A hat eine Vollkasko: Was kann A im schlimmsten Fall (= Versicherung von B bezahlt nicht) noch von seiner Versicherung erwarten? Reparaturkosten? Gutachterkosten? Anwaltskosten (keine Rechtschutz)?

Zusatzfrage:
Nimmt die Polizei normalerweise bei so einem Bagatellschaden trotzdem „den Fall“ mit beiden Aussagen (von A und B) auf? D.h. könnte man bei der Polizei noch Unterlagen einsehen, bei der die damals gemachten Aussagen notiert sind?

gruß
boba

Hi,

ich kenne einen ähnlichen Fall, da war auch ein PKW und ein Firmenwagen beteiligt. Firmenfahrer hat den Unfall nicht der Firma gemeldet, diese dann auch nicht der Versicherung. Zum Glück war Polizei gerufen worden und es wurde ein Unfallbogen (blau) aufgenommen und den Beteiligten ausgehändigt. Dies reichte der gegenerischen Versicherung als Beweis.

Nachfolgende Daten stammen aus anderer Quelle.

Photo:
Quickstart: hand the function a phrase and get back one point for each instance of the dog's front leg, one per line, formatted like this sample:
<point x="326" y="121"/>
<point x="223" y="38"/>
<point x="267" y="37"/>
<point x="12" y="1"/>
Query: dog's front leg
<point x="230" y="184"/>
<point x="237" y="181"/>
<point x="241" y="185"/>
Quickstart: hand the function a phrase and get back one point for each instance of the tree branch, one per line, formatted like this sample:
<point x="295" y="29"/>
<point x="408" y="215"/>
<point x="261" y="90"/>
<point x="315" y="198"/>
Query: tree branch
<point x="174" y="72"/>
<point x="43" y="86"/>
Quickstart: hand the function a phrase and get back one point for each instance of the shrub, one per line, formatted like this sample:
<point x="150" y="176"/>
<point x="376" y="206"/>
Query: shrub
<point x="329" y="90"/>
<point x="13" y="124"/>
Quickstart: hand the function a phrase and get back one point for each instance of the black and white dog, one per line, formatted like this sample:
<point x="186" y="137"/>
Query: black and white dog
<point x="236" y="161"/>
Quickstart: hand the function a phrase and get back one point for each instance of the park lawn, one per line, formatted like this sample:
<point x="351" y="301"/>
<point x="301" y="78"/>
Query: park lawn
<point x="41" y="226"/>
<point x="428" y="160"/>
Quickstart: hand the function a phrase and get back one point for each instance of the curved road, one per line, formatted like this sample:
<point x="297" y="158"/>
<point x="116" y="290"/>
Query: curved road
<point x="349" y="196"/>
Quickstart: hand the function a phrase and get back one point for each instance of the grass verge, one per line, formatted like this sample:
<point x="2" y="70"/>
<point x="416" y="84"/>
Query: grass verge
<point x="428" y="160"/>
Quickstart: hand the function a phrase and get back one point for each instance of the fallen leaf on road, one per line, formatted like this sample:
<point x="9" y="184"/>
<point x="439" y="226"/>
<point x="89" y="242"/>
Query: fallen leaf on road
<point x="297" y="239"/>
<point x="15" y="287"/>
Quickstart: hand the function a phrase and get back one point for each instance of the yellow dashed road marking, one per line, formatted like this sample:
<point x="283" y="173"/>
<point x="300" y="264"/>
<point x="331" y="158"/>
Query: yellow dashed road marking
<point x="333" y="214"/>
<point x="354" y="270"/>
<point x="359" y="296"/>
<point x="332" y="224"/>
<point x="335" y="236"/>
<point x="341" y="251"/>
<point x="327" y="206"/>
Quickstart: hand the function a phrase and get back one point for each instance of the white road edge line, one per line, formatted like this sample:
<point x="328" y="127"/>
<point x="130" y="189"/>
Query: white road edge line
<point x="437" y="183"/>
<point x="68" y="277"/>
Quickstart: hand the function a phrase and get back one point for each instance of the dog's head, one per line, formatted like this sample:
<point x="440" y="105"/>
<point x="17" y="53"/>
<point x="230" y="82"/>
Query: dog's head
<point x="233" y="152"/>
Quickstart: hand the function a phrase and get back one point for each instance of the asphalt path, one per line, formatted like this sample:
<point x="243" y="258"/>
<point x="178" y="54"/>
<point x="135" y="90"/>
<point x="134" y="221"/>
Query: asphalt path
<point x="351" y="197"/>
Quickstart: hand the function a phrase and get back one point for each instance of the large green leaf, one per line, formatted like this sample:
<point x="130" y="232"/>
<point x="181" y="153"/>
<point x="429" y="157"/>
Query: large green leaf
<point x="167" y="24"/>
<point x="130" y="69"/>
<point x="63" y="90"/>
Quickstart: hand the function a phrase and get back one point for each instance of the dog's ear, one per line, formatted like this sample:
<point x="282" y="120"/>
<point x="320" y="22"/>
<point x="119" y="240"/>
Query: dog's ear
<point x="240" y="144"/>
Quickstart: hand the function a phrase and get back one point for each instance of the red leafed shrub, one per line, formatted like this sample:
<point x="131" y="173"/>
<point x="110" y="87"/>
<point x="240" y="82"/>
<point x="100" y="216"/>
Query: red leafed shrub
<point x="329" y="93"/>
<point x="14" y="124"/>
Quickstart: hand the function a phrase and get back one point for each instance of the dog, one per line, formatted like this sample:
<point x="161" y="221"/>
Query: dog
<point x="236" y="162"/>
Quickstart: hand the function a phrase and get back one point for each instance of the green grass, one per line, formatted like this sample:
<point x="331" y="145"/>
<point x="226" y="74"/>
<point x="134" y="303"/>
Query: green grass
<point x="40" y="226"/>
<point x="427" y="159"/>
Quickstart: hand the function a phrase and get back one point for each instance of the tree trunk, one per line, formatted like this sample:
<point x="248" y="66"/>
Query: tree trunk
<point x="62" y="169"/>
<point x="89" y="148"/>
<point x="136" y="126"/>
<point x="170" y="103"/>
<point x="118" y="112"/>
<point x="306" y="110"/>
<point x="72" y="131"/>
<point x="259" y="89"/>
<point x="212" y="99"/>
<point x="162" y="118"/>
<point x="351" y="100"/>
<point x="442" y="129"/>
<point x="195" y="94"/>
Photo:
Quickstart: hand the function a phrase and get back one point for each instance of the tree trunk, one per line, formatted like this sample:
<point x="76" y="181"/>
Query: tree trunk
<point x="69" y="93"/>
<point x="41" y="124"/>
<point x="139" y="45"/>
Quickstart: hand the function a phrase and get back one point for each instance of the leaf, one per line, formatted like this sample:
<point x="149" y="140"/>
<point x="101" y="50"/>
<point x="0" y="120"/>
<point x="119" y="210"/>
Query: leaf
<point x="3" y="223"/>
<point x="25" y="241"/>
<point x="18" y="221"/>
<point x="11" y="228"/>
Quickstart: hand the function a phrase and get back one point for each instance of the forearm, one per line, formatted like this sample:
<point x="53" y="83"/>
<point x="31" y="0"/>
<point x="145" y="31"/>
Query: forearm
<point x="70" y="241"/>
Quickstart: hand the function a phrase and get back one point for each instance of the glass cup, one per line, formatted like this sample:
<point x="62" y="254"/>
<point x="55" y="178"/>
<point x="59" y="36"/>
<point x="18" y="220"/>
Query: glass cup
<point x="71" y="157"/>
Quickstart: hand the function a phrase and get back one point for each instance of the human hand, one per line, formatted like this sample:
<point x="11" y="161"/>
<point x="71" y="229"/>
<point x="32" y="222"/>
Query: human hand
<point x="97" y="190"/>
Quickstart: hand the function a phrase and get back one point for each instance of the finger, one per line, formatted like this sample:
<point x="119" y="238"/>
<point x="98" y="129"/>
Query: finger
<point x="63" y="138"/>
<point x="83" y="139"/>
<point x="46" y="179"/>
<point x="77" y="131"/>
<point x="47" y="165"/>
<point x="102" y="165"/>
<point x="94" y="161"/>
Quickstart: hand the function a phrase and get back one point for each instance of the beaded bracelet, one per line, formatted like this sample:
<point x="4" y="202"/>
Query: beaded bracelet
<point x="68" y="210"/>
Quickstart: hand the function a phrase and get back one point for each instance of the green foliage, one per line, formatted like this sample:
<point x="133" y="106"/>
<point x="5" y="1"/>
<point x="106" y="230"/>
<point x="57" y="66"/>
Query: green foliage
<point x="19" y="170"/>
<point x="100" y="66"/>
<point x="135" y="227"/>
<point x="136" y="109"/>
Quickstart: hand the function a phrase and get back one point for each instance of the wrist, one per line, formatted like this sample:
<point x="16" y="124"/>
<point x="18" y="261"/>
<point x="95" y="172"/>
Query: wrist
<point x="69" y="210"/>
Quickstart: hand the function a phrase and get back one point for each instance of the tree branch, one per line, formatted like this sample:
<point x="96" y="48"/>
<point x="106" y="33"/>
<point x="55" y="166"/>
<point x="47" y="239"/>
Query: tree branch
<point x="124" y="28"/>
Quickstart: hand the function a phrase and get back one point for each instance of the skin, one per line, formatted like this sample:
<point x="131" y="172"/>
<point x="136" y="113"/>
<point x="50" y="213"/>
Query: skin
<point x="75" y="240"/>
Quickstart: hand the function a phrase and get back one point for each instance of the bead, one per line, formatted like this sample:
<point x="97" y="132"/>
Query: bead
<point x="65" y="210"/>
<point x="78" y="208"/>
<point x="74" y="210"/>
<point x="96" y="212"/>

Falls A einen solchen Bogen nicht erhalten hat, sollte er trotzdem herausfinden, von welcher Polizeidienststelle die Beamten waren, die zum Unfall gerufen wurden. Ich gehe davon aus, dass Polizisten irgendwie „Buch führen“ über das, was sie im Dienst gemacht haben. Vielleicht kann A so etwas erreichen.

Viel Glück
Gruß
Nelly

Hallo Boba,

wenn es ein fiktiver Fall wäre würde ich es so einschätzen:

bei Bagatellschäden nimmt das die Polizei nicht mehr auf. Es wird also kein Protokoll geben. Ich würde trotzdem versuchen die Polizisten ausfindig zu machen. Wenn sie sich an den Vorfall erinnern, auch ohne Protokoll, verbessert das Deine Beweisführung erheblich!
Wundert mich, daß Dein Anwalt in dieser Richtung nichts unternommen hätte.

Gruß elmore

Hallo elmore

bei Bagatellschäden nimmt das die Polizei nicht mehr auf.

Seit wann denn das?

Mir wurde letztens der Aussenspiegel an meinem ordnungsgemäß neben der Fahrbahn abgestellten PKW abgefahren (Unfallfahrer hat Fahrerflucht begangen und ist daher unbekannt). Polizist nahm trotzdem (zwar etwas murrend aber nicht widerwillig) die Anzeige auf.

Grüße von
Tinchen

Halo Tinchen,

Anzeige wegen Fahrerflucht wird natürlich aufgenommen, da Straftat.
Aber wenn beide Unfallgegener bekannt sind und nur ein geringer Schaden, braucht die Polizei das nicht mehr aufzunehmen. Ausnahme Personenschaden!
Gruß elmore

Hallo,
weder murrend noch sonstwas, der Schaden war wirklich minimal, wurde
aber aufgenommen, und es gibt eigentlich immer einen „Zettel“, in dem
auch der zuständige Beamte genannt ist. Da es ein „Einsatz“ war, ist es
auf jeden Fall dokumentiert.
Von der Seite also ok. Trotzdem kann natürlich bei einer Verhandlung
Teilschuld kommen. Es gibt nun mal bestimmte Vorschriften fürs
Überholen. (Und ich ärgere mich auch immer über Autofahrer, die
„stundenlang“ in engen Baustellen neben den Lastern herfahren und nicht
wirklich überholen, statt einmal kurz mit dem rechten Fuß nach unten
zucken, dann vorbei sind und wieder Platz haben - und machen.)
Viel Glück
Richard

Anmerkung o.T.
Hallo,

Trotzdem kann natürlich bei einer Verhandlung
Teilschuld kommen. Es gibt nun mal bestimmte Vorschriften fürs
Überholen. (Und ich ärgere mich auch immer über Autofahrer,
die „stundenlang“ in engen Baustellen neben den Lastern herfahren
und nicht wirklich überholen, statt einmal kurz mit dem rechten Fuß
nach unten zucken, dann vorbei sind und wieder Platz haben - und
machen.)

Ich verstehe nicht ganz, was das an der Unfallursache ändern sollte. Das Rüberrucken des LKW kann auch bei einem kurzen Überholvorgang passieren. Nur die Auswirkungen wären vielleicht noch wesentlich schlimmer - bis hin zum ‚ins Schleudern kommen und dann ab in den Gegenverkehr‘. Nebenbei ist auch für einen Überholvorgang keine Überschreitung des zulässigen Höchstgeschwindigkeit zulässig - erst recht nicht Voraussetzung dafür, keine Teilschuld zugewiesen zu bekommen. Ganz im Gegenteil.
Gruß
loderunner (ianal)

Hallo,

Ich verstehe nicht ganz, was das an der Unfallursache ändern
sollte.

Ich auch nicht. :frowning:
Nein, im Ernst, es ändert nichts und so wars auch nicht gemeint.
Sondern so, wie Du ja auçh schreibst, dass

auch für einen Überholvorgang keine Überschreitung des
zulässigen Höchstgeschwindigkeit zulässig …

Deshalb kann da immer noch was auf den Überholer zukommen.

Gruß, schönes Faschingswochenende und: was heißt das denn?